Repository Database Support

Last modified 20 Nov 2021 17:43 +01:00
TL;DR

You should choose PostgreSQL database, using native PostgreSQL repository implementation. Do not think much about it, just do it.

MidPoint has to store its own data in a database which we call repository. MidPoint stores all the data there, users, roles, shadow objects representing accounts, configuration, everything. MidPoint needs PostgreSQL database engine to do that. PostgreSQL is leading open source relational database engine. Since midPoint 4.4, midPoint can use features specific to PostgreSQL to its advantage (using native PostgreSQL repository implementation).

MidPoint also has support for other database engines. However, since midPoint 4.4, such support is deprecated. Do not use other database engines unless there are historic reasons, and you have a sound plan for migration to PostgreSQL.

Relational Database

MidPoint was designed with a flexible implementation of its repository subsystem, which allows support for several types of storage technologies, ranging from relational databases, NoSQL databases, directory servers - as long as the database servers can provide sufficient features. However, the only storage technology that midPoint currently supports is relational database. No other technologies provide the feature that midPoint needs in sufficient completeness, quality and usability. Relational database always was, and it still is, the reliable workhorse of many identity management solutions, including midPoint. Since midPoint 4.0 it is PostgreSQL, open source relational database engine that should play the role of midPoint repository.

Generic vs Native Repository Implementation

Since its very beginning, midPoint was using a very generic approach to relational databases. This approach enabled support for several databases using the same code base. This worked very well for many years. However, there is also a drawback. Generic database code must strictly adhere to standardized SQL and it cannot take advantage of any database-specific features. This means limitations in performance and scalability. Also, supporting and testing several database engines is not an easy task.
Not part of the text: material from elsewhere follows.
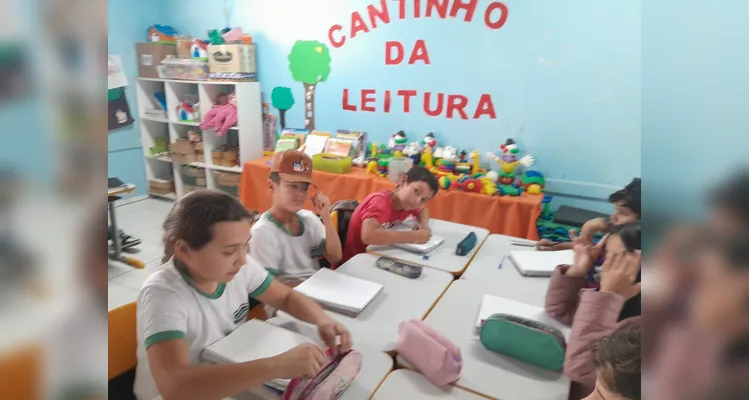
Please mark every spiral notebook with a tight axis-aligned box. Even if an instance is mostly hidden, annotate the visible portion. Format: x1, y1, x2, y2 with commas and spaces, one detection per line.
294, 268, 382, 317
509, 250, 575, 277
390, 221, 445, 254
As midPoint deployment grow in complexity and size, we were reaching the boundaries of generic database support approach. Therefore, we had to specialize our implementation and choose our champion among the database engine. We have chosen PostgreSQL database. PostgreSQL is undoubtedly one of the best open source database engines. As midPoint is open source project, it was crucial to support an open source database. As we have doubts about the open source character of MySQL and the capabilities and community strength of MariaDB, PostgreSQL was a clear choice. That is also the reason that we have decided to focus on PostgreSQL and PostgreSQL was a recommended database engine since midPoint 4.0 release.
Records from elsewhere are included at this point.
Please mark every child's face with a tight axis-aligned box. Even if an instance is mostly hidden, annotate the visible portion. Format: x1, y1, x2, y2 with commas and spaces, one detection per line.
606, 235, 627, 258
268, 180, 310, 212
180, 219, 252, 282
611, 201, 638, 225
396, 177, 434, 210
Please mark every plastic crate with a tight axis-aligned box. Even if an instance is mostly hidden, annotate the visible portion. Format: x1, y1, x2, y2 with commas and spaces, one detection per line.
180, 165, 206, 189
Since midPoint 4.4, there is a native repository implementation, an implementation that takes full advantage of underlying database, an implementation that avoids the complications and overhead of generic database data mapping. It was developed in midScale project, an implementation which brings a native, efficient, high-performance, scalable repository implementation for PostgreSQL database.

Therefore, as of midPoint 4.4 there are two repository implementations:

  • Native PostgreSQL repository implementation, efficient and scalable repository implementation. This should be the default choice for all midPoint deployments. It is available since midPoint 4.4.
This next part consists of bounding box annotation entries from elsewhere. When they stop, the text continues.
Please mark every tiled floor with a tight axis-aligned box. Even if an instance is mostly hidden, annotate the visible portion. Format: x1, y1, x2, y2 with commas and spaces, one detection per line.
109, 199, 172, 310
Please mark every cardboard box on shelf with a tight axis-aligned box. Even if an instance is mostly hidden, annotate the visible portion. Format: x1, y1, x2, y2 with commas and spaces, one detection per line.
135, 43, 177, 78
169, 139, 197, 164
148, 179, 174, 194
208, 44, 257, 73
  • Generic repository implementation, supporting PostgreSQL, Microsoft SQL and Oracle databases. This is the implementation that was used since midPoint 3.x. As of midPoint 4.4, this is considered to be a "legacy" implementation. It is still fully supported, however it is formally deprecated. We do not plan any new development or improvement of this implementation. Therefore, it is likely to have performance and scalability limitations.

The Future Of Database Engine Support

Few important facts for the future of database engine support in midPoint:

  • PostgreSQL is strongly recemmended for all new midPoint versions. The plan is to support PostgreSQL database all foreseeable future. Newest PostgreSQL releases will be supported by new midPoint releases as they are released, given enough time to test new PostgreSQL releases.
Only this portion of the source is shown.